The hot days hopefully are behind us and we can get out fishing without worry about sunstroke
Rhys Lewis from Victoria with his pink caught in Sayward. Don Daniels photo

As the month of August comes to an end, the hot days hopefully are behind us and we can get out fishing without worry about sunstroke. We got some rain last weekend and the days ahead could be comfortable for whatever style of fishing you are planning to do before school starts up again in September.

Kelsey Bay on Thursday, Aug.12 had a full house of anglers casting out lures for pinks and I noticed about six pinks coming in and the school was located just off the kelp bed and the action was fast and furious.

Gareth Lewis was fishing from the dock with his sons and the action was nonstop from the family from Victoria who were spending the holidays in the Sayward area. At Kelsey Bay, children must wear a life jacket and the number of anglers at late afternoon numbered close to 20. To avoid the crowd, you can take a short walk to the point. Crowds are at minimum if you prefer to fish away from the anglers who gather at the dock.

These pinks are schooling up and when the rain comes will be headed to the Salmon River and the Campbell River then into the Quinsam and Oyster River. The ideal method for fishing pinks is on the fly but some folks simply get a trout rod and cast out pink lures in hopes of catching a three to four-pound salmon using light tackle.

Recently I made my way to Echo Lake and during the hot weather, when temperatures were in the 30s, I stayed away but I decided to float around during the Sunday rain last week and check out the hatch.

The shallow water was warm and getting out about 10 yards you come upon the colder water temperature but there was sign of bugs or rising trout.
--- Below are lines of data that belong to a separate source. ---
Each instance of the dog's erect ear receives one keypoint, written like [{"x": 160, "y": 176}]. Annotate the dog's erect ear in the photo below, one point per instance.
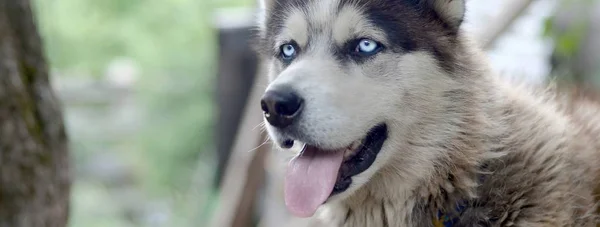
[
  {"x": 264, "y": 6},
  {"x": 451, "y": 11}
]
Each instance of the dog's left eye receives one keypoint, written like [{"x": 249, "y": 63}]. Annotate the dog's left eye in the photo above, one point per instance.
[{"x": 367, "y": 47}]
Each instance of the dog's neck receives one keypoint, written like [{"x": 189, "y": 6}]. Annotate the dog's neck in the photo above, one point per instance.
[{"x": 412, "y": 188}]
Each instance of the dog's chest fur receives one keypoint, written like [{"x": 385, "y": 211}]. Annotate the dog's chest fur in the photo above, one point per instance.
[{"x": 545, "y": 175}]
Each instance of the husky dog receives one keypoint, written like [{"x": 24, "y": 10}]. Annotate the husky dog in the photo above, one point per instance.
[{"x": 404, "y": 124}]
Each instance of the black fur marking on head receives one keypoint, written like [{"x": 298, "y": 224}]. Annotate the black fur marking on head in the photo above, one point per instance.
[{"x": 410, "y": 25}]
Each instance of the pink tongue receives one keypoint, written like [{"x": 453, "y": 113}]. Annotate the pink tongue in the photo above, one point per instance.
[{"x": 310, "y": 179}]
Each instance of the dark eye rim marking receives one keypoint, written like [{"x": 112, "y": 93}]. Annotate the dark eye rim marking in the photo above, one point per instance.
[
  {"x": 353, "y": 48},
  {"x": 288, "y": 59}
]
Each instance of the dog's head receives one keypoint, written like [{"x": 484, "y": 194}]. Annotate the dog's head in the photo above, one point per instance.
[{"x": 351, "y": 79}]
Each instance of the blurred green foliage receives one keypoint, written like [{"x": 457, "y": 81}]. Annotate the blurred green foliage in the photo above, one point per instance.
[{"x": 173, "y": 44}]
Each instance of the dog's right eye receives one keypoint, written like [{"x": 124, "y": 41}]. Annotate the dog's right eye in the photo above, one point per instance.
[{"x": 288, "y": 51}]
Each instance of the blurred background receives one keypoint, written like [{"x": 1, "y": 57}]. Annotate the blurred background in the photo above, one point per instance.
[{"x": 155, "y": 91}]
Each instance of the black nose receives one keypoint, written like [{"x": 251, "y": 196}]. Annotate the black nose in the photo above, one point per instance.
[{"x": 281, "y": 107}]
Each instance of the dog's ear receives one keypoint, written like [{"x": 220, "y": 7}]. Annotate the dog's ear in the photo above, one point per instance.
[
  {"x": 265, "y": 4},
  {"x": 451, "y": 11},
  {"x": 263, "y": 10}
]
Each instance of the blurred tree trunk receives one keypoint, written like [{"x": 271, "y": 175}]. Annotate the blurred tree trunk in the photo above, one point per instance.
[{"x": 34, "y": 170}]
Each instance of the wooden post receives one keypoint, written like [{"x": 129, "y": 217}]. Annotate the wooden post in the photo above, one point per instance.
[
  {"x": 237, "y": 70},
  {"x": 240, "y": 89}
]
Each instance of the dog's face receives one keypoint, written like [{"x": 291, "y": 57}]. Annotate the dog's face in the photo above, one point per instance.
[{"x": 350, "y": 78}]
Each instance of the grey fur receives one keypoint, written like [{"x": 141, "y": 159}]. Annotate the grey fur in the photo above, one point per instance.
[{"x": 513, "y": 155}]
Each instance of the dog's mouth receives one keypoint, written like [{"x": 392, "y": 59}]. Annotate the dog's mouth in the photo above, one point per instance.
[{"x": 317, "y": 174}]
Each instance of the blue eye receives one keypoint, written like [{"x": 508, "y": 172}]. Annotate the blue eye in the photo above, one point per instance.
[
  {"x": 367, "y": 47},
  {"x": 288, "y": 51}
]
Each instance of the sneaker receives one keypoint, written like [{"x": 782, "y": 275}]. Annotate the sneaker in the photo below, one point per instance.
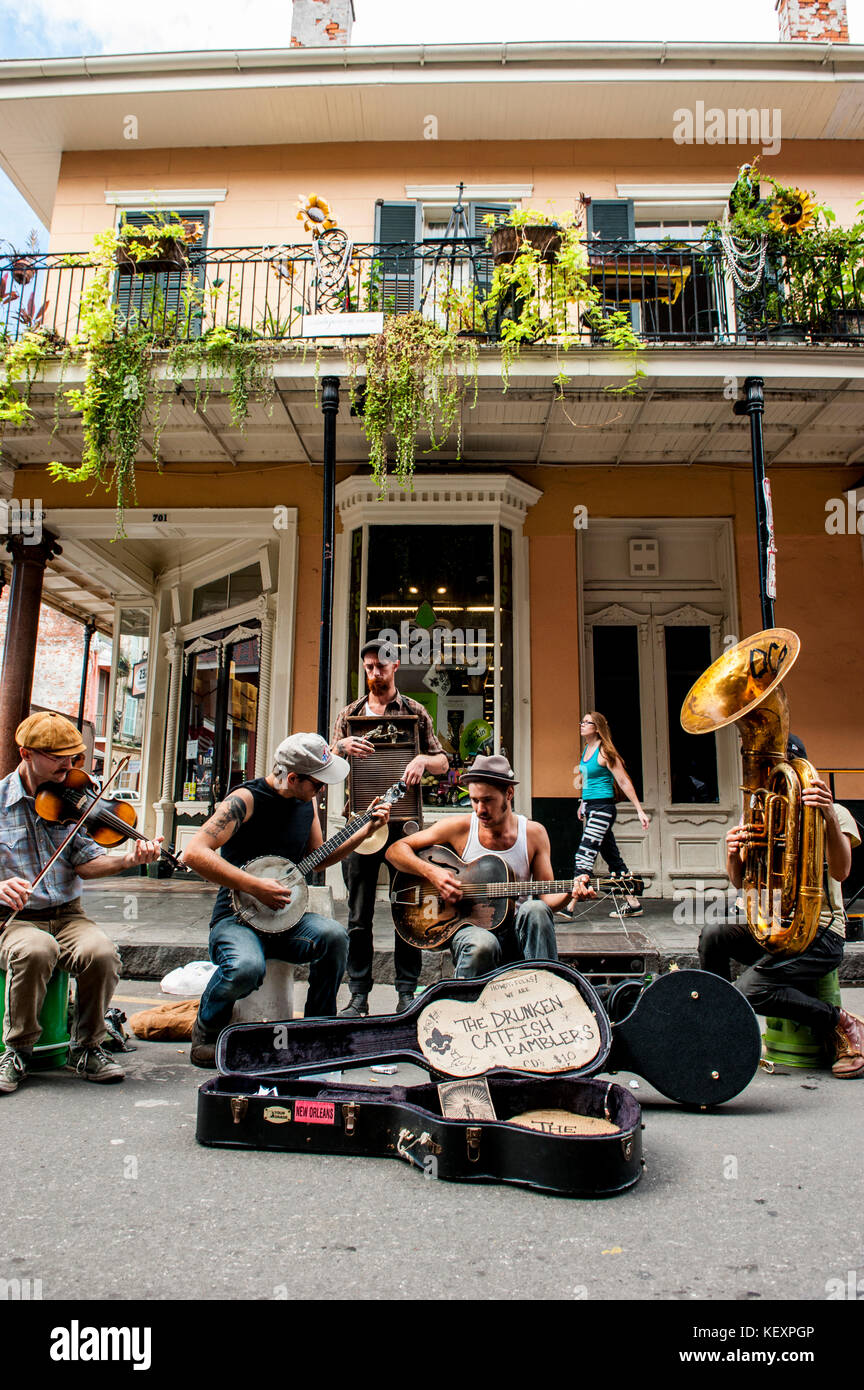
[
  {"x": 203, "y": 1045},
  {"x": 849, "y": 1041},
  {"x": 93, "y": 1064},
  {"x": 356, "y": 1008},
  {"x": 13, "y": 1069}
]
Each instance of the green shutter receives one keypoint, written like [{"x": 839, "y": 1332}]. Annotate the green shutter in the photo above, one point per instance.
[
  {"x": 399, "y": 271},
  {"x": 159, "y": 292},
  {"x": 611, "y": 220}
]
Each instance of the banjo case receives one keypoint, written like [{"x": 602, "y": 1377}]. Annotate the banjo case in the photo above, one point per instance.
[
  {"x": 354, "y": 1118},
  {"x": 535, "y": 1033}
]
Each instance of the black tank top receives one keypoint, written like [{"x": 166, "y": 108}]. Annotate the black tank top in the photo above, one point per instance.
[{"x": 277, "y": 826}]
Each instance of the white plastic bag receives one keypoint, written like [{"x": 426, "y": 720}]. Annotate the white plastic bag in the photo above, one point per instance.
[{"x": 188, "y": 979}]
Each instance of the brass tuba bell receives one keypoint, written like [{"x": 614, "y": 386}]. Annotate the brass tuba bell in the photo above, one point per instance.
[{"x": 784, "y": 856}]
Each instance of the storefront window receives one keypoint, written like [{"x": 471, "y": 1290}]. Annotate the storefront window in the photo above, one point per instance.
[
  {"x": 431, "y": 591},
  {"x": 221, "y": 720},
  {"x": 131, "y": 697}
]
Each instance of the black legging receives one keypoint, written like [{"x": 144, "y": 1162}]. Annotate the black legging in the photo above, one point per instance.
[{"x": 597, "y": 838}]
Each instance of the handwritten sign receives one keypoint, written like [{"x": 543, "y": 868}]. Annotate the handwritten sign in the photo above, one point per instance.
[
  {"x": 528, "y": 1022},
  {"x": 564, "y": 1122}
]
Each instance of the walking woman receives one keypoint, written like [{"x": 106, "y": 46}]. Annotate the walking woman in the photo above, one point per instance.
[{"x": 602, "y": 766}]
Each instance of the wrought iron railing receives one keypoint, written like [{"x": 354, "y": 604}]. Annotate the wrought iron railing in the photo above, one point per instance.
[{"x": 675, "y": 293}]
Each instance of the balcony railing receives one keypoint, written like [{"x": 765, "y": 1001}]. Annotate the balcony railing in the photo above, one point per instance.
[{"x": 674, "y": 293}]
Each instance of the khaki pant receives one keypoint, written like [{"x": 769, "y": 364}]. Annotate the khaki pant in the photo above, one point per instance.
[{"x": 32, "y": 948}]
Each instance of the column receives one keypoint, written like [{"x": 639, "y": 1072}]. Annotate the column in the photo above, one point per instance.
[
  {"x": 164, "y": 808},
  {"x": 29, "y": 558}
]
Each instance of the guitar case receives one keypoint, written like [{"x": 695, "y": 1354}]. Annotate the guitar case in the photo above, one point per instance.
[{"x": 529, "y": 1039}]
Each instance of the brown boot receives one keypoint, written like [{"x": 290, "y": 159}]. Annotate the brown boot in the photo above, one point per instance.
[
  {"x": 203, "y": 1045},
  {"x": 849, "y": 1041}
]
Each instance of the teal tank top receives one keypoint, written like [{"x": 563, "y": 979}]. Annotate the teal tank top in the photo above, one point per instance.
[{"x": 597, "y": 783}]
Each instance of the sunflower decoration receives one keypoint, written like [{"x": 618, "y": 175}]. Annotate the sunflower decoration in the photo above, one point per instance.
[
  {"x": 792, "y": 211},
  {"x": 314, "y": 214}
]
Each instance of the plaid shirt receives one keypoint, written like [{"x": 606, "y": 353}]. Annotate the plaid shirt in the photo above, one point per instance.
[
  {"x": 27, "y": 843},
  {"x": 402, "y": 705}
]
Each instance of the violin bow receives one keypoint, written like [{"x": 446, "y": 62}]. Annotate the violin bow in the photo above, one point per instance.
[{"x": 71, "y": 834}]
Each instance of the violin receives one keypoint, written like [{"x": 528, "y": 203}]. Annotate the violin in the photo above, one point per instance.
[{"x": 109, "y": 822}]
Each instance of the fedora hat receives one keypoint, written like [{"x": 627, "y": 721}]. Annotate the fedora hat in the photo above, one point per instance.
[{"x": 495, "y": 769}]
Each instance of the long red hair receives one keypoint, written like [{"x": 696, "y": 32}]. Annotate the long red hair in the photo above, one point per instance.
[{"x": 610, "y": 752}]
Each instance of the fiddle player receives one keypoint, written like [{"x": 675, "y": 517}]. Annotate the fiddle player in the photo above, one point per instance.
[
  {"x": 360, "y": 872},
  {"x": 493, "y": 829},
  {"x": 781, "y": 984},
  {"x": 272, "y": 815},
  {"x": 50, "y": 930}
]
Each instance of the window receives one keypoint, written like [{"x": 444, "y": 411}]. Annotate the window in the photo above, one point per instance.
[
  {"x": 432, "y": 592},
  {"x": 161, "y": 295},
  {"x": 228, "y": 591}
]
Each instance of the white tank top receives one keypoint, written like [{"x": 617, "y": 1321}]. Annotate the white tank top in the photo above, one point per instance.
[{"x": 516, "y": 856}]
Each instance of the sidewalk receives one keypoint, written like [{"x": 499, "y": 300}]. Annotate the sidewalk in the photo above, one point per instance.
[{"x": 163, "y": 923}]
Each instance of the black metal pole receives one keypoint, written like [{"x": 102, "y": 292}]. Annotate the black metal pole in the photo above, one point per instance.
[
  {"x": 329, "y": 405},
  {"x": 88, "y": 637},
  {"x": 753, "y": 405}
]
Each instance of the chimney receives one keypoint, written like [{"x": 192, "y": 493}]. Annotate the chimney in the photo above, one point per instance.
[
  {"x": 317, "y": 24},
  {"x": 813, "y": 21}
]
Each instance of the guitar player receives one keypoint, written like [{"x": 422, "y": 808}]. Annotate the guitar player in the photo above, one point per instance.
[{"x": 492, "y": 827}]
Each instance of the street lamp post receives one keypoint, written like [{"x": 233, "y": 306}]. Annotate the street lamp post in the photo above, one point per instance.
[{"x": 329, "y": 405}]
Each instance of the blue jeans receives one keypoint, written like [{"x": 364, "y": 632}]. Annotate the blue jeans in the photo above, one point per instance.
[
  {"x": 532, "y": 937},
  {"x": 241, "y": 957}
]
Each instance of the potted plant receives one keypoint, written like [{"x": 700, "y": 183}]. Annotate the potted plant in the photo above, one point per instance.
[
  {"x": 160, "y": 245},
  {"x": 466, "y": 312},
  {"x": 24, "y": 264},
  {"x": 524, "y": 230}
]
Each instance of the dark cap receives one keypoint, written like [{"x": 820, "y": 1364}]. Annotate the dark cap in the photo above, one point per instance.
[{"x": 493, "y": 769}]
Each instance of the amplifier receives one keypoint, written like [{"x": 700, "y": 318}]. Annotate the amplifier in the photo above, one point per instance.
[{"x": 396, "y": 738}]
The water temperature has warmed up and a number of stickleback fish were on the bottom of the lake and the number of dead fish was high.

Trout feed on sticklebacks and hopefully the majority of the bait fish will survive. There is no camping at Echo but the day use area is popular on weekends and you can drown some worms and have fun. Deepest part of the lake is at 46 feet and Echo is spring fed and, at times, is very fishable when the trout are moving about.

A trout which was stocked last year can be close to four pounds and there are reports of larger fish caught each year but I haven’t witnessed any large ones in the past 10 years. The best fishing days are during windy conditions and when the fish are rising near the surface, the dry fly anglers can have a lot of fun.

On the way to Gold River, a number of lakes can be fished and I will scout things out and report on results. We have a number of lakes in our area that contain kokanee and they are fun on light tackle but can have better results using wedding bands and a worm combination.

Float tubes are making a comeback and some new folks, that moved to Campbell River, had a chance to get out with me, so reports will be on the way.